Le Soudan saigne à mort et le triage actuel est inutile

Le Soudan saigne à mort et sa faillite d’État approche du point de non-retour. La question est plus grande qu’une guerre civile, plus qu’une calamité humanitaire – c’est de savoir s’il peut y avoir une vie dans l’État soudanais pour les décennies à venir.

Pourtant, les diplomates du département d’État américain, de l’Arabie saoudite, de l’Union africaine et des Nations Unies traitent toujours le Soudan comme un conflit maîtrisable susceptible d’un ensemble d’incitations et de châtiments prêts à l’emploi. Ils produisent les traitements d’hier pour les maux d’hier – qui n’ont pas réussi à l’époque et n’ont aucune chance aujourd’hui.

Les formules de cessez-le-feu et d’aide humanitaire ne rendent tout simplement pas justice à la réalité de l’effondrement de l’État dans un pays de 45 millions d’habitants.
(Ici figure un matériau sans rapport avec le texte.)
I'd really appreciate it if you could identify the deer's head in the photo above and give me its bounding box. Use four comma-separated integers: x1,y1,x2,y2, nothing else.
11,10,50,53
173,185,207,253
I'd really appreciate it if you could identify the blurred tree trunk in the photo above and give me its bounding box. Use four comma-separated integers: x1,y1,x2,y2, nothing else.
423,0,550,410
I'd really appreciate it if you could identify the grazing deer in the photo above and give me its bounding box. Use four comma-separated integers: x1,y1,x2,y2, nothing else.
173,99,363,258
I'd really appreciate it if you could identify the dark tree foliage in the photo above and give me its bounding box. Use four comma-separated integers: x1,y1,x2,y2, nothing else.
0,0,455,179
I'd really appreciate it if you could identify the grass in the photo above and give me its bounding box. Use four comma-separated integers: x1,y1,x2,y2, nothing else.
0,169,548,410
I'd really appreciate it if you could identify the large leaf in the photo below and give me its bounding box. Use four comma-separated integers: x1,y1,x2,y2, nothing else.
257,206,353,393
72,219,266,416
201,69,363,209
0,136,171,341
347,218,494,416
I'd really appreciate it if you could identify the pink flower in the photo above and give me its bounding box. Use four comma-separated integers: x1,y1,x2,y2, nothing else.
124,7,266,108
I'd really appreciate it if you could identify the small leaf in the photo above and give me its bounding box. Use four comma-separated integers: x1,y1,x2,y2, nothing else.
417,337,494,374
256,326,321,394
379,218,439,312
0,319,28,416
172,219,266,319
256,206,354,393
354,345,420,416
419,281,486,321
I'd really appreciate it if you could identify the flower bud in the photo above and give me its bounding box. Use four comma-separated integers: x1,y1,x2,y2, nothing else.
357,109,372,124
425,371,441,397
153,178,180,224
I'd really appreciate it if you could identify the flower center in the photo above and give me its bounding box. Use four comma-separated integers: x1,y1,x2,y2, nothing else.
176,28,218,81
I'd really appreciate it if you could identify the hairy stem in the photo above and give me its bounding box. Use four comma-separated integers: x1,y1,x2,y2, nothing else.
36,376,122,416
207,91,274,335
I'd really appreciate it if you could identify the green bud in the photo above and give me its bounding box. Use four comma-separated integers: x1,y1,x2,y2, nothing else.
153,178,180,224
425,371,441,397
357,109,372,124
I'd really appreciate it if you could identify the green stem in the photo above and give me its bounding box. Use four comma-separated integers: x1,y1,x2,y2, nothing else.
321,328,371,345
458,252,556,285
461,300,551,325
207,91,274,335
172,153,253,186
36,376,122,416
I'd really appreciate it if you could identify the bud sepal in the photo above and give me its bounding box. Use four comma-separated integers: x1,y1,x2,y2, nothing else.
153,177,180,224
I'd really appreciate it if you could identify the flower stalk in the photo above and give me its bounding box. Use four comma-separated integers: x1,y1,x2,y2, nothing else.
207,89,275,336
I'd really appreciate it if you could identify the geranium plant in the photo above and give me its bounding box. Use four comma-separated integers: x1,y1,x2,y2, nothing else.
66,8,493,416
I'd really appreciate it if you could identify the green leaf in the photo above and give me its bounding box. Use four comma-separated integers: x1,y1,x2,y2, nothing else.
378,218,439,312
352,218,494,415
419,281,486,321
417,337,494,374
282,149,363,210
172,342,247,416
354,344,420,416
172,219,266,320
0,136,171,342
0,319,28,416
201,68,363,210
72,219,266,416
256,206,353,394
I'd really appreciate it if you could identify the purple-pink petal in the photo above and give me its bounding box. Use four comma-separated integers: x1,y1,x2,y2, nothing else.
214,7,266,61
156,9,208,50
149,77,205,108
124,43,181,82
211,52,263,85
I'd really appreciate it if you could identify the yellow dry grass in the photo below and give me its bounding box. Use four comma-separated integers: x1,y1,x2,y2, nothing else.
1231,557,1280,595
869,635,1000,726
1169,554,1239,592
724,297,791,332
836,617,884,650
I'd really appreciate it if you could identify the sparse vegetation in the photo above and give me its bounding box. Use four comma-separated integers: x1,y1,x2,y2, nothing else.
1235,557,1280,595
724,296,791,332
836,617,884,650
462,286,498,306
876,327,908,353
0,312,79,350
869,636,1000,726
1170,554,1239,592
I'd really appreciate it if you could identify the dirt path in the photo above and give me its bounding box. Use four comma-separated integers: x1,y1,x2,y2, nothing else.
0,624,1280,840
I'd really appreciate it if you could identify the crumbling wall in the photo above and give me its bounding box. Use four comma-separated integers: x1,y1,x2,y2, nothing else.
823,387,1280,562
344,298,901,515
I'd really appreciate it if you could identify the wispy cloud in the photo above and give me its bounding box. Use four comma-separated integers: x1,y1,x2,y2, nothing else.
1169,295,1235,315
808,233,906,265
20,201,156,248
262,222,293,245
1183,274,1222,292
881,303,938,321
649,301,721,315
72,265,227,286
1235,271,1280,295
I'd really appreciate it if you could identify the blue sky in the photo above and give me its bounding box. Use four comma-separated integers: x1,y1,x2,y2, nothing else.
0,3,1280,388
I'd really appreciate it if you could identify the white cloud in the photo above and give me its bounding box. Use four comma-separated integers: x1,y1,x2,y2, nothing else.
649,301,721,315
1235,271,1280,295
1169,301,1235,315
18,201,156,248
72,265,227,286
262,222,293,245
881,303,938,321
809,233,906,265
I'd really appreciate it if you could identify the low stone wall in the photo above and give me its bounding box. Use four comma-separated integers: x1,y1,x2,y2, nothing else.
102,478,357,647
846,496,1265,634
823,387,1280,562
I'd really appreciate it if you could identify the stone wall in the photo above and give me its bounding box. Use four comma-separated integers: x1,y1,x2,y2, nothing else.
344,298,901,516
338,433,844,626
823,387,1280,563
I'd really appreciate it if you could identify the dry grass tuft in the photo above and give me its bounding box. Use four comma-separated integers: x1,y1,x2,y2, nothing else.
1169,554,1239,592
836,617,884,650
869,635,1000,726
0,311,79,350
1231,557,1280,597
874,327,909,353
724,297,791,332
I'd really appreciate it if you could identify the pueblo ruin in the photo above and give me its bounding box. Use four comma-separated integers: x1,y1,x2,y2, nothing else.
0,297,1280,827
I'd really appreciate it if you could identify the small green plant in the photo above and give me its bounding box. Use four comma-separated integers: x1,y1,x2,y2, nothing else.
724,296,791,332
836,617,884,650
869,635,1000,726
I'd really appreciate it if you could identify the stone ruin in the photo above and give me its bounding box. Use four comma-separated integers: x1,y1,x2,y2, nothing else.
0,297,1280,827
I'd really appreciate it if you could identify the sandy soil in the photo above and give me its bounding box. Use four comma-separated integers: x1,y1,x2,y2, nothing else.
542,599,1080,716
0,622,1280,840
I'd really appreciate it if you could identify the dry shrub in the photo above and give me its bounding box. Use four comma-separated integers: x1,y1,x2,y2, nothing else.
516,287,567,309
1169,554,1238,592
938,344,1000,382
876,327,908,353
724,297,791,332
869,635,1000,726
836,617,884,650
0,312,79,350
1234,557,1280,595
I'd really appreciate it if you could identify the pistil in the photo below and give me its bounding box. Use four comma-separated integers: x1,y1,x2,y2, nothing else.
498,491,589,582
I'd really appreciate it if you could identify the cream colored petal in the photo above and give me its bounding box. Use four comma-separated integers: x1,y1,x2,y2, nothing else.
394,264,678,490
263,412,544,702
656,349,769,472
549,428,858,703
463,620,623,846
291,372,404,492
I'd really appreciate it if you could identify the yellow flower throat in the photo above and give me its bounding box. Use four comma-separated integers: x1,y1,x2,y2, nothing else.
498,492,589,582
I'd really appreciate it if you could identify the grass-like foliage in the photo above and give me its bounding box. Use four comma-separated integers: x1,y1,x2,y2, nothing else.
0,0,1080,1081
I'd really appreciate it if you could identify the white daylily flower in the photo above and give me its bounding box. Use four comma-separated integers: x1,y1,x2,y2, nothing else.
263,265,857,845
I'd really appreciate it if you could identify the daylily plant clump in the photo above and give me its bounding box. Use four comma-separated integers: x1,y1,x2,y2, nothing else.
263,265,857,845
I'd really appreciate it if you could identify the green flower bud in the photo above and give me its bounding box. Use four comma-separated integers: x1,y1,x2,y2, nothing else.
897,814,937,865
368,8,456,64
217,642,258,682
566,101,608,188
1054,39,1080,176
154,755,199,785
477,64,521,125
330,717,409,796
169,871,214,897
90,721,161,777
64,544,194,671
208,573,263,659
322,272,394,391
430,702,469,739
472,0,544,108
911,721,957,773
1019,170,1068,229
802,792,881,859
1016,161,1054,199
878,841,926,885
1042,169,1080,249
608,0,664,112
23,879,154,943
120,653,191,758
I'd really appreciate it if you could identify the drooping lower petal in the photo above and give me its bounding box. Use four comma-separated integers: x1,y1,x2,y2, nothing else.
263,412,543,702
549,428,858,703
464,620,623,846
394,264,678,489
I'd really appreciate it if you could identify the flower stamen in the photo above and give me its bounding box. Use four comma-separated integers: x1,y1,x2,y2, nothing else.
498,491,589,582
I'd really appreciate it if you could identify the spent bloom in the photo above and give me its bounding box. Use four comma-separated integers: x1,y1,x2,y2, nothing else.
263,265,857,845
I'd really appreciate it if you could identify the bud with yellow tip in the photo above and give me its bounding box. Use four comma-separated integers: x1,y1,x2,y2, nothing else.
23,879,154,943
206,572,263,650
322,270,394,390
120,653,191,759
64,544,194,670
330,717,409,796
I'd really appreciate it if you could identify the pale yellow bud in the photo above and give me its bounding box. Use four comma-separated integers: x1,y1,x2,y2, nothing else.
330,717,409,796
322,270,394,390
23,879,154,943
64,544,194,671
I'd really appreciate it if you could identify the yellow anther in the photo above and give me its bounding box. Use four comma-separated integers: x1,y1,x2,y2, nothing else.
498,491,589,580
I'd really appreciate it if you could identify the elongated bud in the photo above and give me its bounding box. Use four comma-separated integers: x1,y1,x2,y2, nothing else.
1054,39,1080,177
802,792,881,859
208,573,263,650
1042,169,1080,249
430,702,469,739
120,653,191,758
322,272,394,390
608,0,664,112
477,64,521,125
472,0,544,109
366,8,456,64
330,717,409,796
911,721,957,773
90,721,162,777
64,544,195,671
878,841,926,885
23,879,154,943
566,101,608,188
Des déclarations fortes, notamment des chefs d’État africains et du secrétaire d’État Antony Blinken, ont souligné que l’avenir du Soudan réside dans le leadership civil. Mais il n’y a pas de plan pratique pour y arriver.

C’est aux civils soudanais qu’il incombe de fixer l’ordre du jour. Les partis civils ont la légitimité de revendiquer ce qui leur appartient – le gouvernement – et d’exiger la reconnaissance, les fonds et l’autorité de se réunir. C’est audacieux, c’est meilleur que les options usées sur la table internationale, et cela pourrait changer le paysage politique. Les États-Unis devraient changer leurs politiques à l’égard du Soudan et mettre tout leur poids derrière les institutions civiles de l’État, indépendantes des parties belligérantes.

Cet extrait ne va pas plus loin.